Adjourning fitness to practise proceedings on health grounds – No culture of adjournment
In overturning the decision of the High Court, the Court of Appeal’s decision in General Medical Council v Hayat  EWCA Civ 2796 makes clear the evidential challenges facing a registrant who seeks an adjournment of fitness to practise proceedings due to their ill-health. In the Court of Appeal’s judgment, Coulson LJ set out a clear summary of the relevant case law making this a decision which is likely to be cited in any adjournment application of this sort.
In the High Court Dr Hayat had successfully challenged the decision of the MPT to proceed in his absence. However, the Court of Appeal determined that the High Court had erred and identified 11 separate reasons for reaching that conclusion.
The judgment sets out a helpful summary of the relevant case law. The Court was clear that the Tribunal considering an application for an adjournment is entitled to consider a wide-range of factors, and to assess the medical evidence in support of the application in the context of the wider procedural history of the case. Here, Dr Hayat made three unsuccessful adjournment applications on other grounds before making a further application on health grounds. The public interest was also a relevant factor.
The Court considered the nature and standard of the evidence required in support of an application and the threshold for interfering with a Tribunal’s decision on appeal. The Tribunal received a sick note from an unidentified doctor indicating that Dr Hayat was not fit for work. However, the Tribunal also had more detailed medical evidence, including evidence from a treating hospital doctor, to the effect that Dr Hayat was fit to attend the hearing. Criticising Lang J’s apparent reliance on the fact that the sick note post-dated other evidence indicating that Dr Hayat was fit, Coulson LJ went on to observe:
“Lang J compounded this error by saying…that, applying the authorities, evidence of the kind set out in the sick note “ought generally to result in adjournment.” That is incorrect.”
Noting that an adjournment decision involves the exercise of the Tribunal’s discretion, Coulson LJ observed that “this court would have to be satisfied that a high hurdle has been surmounted before it intervenes”; the Tribunal would “have to be wrong before the appellate court intervened.” Lang J had erred in deciding the adjournment application de novo; “this was impermissible.”
Coulson LJ concluded:
“…the decision to refuse to adjourn the hearing was a discretionary matter, properly made by a specialist tribunal on the basis of all the evidence. It was a decision to which the Tribunal was entitled to come…speaking for myself, I consider that it was the correct decision in any event.”
The Court also noted that a successful challenge to a Tribunal’s decision not to make further enquiries before refusing an application for an adjournment on health grounds, the registrant would need to demonstrate that those further enquiries would have resulted in the grant of the adjournment.

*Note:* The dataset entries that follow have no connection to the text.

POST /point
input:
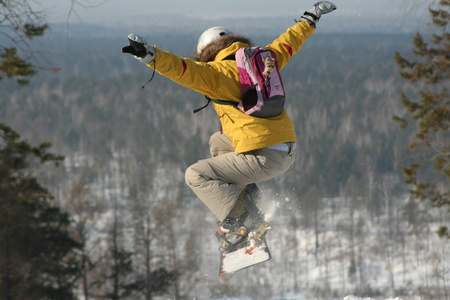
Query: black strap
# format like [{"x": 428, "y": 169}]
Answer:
[{"x": 222, "y": 102}]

As with so many appeal judgments, this case emphasised the importance of getting the right decision first time around. When contemplating an application for an adjournment on ill health grounds the following points are particularly important:
- The onus to establish a proper evidential basis for the adjournment is on the Registrant making the application.

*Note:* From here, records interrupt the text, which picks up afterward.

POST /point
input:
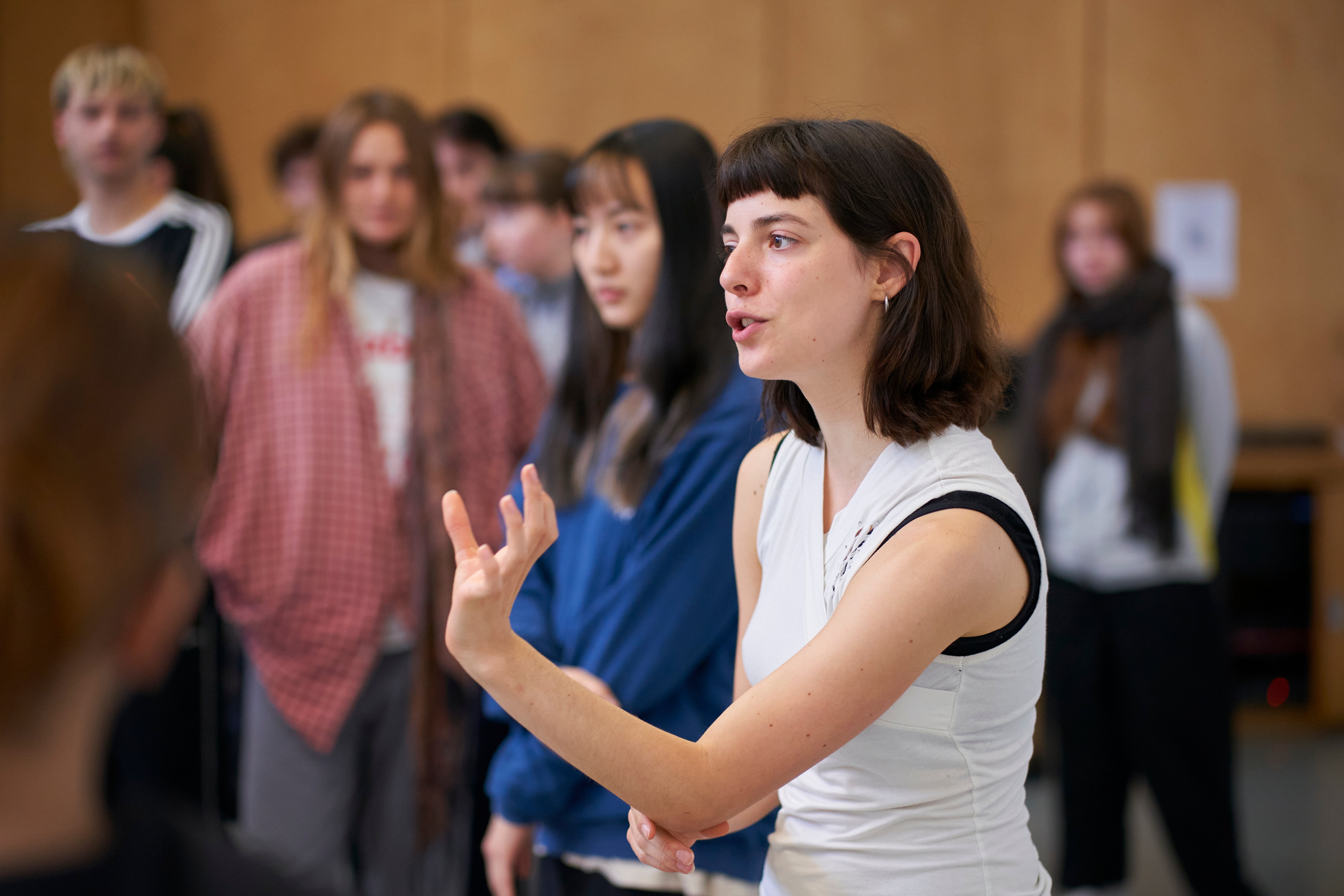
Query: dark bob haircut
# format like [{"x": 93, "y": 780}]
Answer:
[{"x": 937, "y": 361}]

- The evidence should include the expression of an independent medical opinion based on an appropriate examination.
- A proforma sick note may well be insufficient to excuse attendance at a hearing;
- The evidence adduced should identify the registrant’s medical condition and how and why any particular features of that condition mean the registrant is unable to take part in the hearing;
- The evidence should address the issue of likely prognosis;
Tribunals have a discretion to seek further evidence but are not under a duty to do so. It should be borne in mind that the most appropriate application in the first instance may be for a short adjournment to permit the necessary medical evidence to be obtained. Such an approach is likely to get short shrift if reliance is being placed on a longstanding health condition.
This briefing is for guidance purposes only. RadcliffesLeBrasseur LLP accepts no responsibility or liability whatsoever for any action taken or not taken in relation to this note and recommends that appropriate legal advice be taken having regard to a client's own particular circumstances.